According to Haraguchi et al. [15] and Lee et al. [24], staple line coverage with a PGA patch in addition to pleural abrasion was found to be a useful method for preventing the postoperative recurrence of pneumothorax. However, the combination of these two procedures made it difficult to evaluate the effect of each procedure (PGA patch coverage vs. pleural abrasion), because each procedure can induce pleural symphysis. In addition, as mentioned previously, pleural abrasion is not a standardized procedure and can increase the risk of postoperative morbidity, such as hematoma, hemothorax, and additional postoperative chest pain. Therefore, we aimed to evaluate the effectiveness of staple line coverage using a PGA patch without pleural abrasion.

Sakamoto et al. [25] reported that wide coverage of the staple line with Vicryl mesh (15×15 cm) was effective in decreasing the incidence of recurrent postoperative pneumothorax and in preventing postoperative air leakage. Their study used a wide mesh that could be attached to the entire apex to further reduce postoperative recurrence. However, new bullae were often found after bullectomy at the apical pleura near previous surgical margins that were stapled with automatic instruments [12]. Therefore, we hypothesized that a medium-sized PGA patch (Neoveil, 10×5 cm; Gunze) would be sufficient for staple line coverage to prevent the postoperative recurrence of pneumothorax and would be more manageable during thoracoscopic surgery than a wide mesh. Finally, fibrin glue (Beriplast-P combiset 1 mL, CSL Behring GmbH) was used to fix the PGA patch onto the visceral pleura.

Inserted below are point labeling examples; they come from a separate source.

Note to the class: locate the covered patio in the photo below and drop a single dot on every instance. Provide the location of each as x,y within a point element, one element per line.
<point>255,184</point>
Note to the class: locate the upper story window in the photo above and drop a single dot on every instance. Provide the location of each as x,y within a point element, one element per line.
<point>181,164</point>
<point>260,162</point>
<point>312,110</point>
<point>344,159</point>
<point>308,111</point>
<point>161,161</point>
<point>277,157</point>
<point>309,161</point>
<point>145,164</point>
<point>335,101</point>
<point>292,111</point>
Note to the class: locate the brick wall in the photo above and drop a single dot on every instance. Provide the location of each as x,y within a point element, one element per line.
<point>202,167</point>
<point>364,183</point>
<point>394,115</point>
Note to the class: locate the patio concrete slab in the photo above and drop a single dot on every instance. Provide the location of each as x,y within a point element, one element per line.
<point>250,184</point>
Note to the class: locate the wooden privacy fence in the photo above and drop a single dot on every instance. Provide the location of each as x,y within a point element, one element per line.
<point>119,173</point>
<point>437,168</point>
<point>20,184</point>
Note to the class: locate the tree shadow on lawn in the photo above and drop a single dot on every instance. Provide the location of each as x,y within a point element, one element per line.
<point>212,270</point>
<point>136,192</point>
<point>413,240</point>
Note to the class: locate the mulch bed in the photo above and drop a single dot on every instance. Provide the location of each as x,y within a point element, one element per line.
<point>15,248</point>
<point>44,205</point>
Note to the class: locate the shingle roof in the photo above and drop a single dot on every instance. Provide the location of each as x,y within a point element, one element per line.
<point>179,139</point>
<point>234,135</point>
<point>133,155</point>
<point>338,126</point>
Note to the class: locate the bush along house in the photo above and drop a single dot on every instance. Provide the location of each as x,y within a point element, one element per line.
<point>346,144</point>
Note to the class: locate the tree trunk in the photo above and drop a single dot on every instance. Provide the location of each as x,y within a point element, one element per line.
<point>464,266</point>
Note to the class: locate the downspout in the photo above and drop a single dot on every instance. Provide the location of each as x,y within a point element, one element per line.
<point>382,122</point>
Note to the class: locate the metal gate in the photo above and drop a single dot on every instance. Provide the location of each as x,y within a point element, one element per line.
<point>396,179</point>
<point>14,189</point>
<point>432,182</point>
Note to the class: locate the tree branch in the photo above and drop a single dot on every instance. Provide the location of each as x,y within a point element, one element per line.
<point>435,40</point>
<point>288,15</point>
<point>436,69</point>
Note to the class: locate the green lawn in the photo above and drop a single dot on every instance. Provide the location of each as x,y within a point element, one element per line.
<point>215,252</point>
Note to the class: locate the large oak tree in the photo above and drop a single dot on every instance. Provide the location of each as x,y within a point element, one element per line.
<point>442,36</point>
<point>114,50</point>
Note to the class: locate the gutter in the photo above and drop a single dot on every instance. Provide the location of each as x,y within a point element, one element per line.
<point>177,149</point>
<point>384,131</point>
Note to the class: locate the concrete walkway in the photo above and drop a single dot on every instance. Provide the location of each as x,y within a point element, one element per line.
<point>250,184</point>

In this study, the number of wedge resections in group A was significantly larger than in group B. The rate of postoperative air leakage may increase in proportion to the number of wedge resections. However, the duration of postoperative chest tube drainage was significantly shorter in group A than group B. The rate of prolonged air leakage (for at least four days) was also significantly lower in group A than group B. These results show the effectiveness of staple line coverage with a PGA patch and fibrin glue after thoracoscopic bullectomy.

The postoperative recurrence rate of pneumothorax was significantly lower in the group that underwent staple line coverage with a PGA patch and fibrin glue than in the group that underwent thoracoscopic bullectomy without any additional procedures. This indicates that, without pleural abrasion or chemical pleurodesis, staple line coverage with a PGA patch and fibrin glue is a useful method for reducing the postoperative recurrence of pneumothorax without any additional postoperative morbidity.

Despite the shorter duration of chest tube drainage and the lower incidence of prolonged postoperative air leakage in group A, the cost of the first operation was higher in group A, because the PGA patch and fibrin glue are relatively expensive materials. However, the total cost for the treatment of pneumothorax in the follow-up period, including the cost for the treatment of postoperative recurrent pneumothorax, was not significantly different between the two groups due to a higher recurrence rate in group B. Considering the time cost and physical strain associated with readmission, staple line coverage with a PGA patch and fibrin glue can be considered a cost-effective and time-saving procedure.

In conclusion, staple line coverage with a medium-sized PGA patch and fibrin glue after thoracoscopic bullectomy for PSP without pleural abrasion is a useful method for reducing the duration of postoperative pleural drainage and the postoperative recurrence rate of pneumothorax. However, this study was a non-randomized retrospective study and the number of cases was relatively small. Therefore, a large, prospective, randomized clinical study with a long-term follow-up period is required to confirm the clinical effectiveness of this technique in decreasing postoperative pneumothorax recurrence.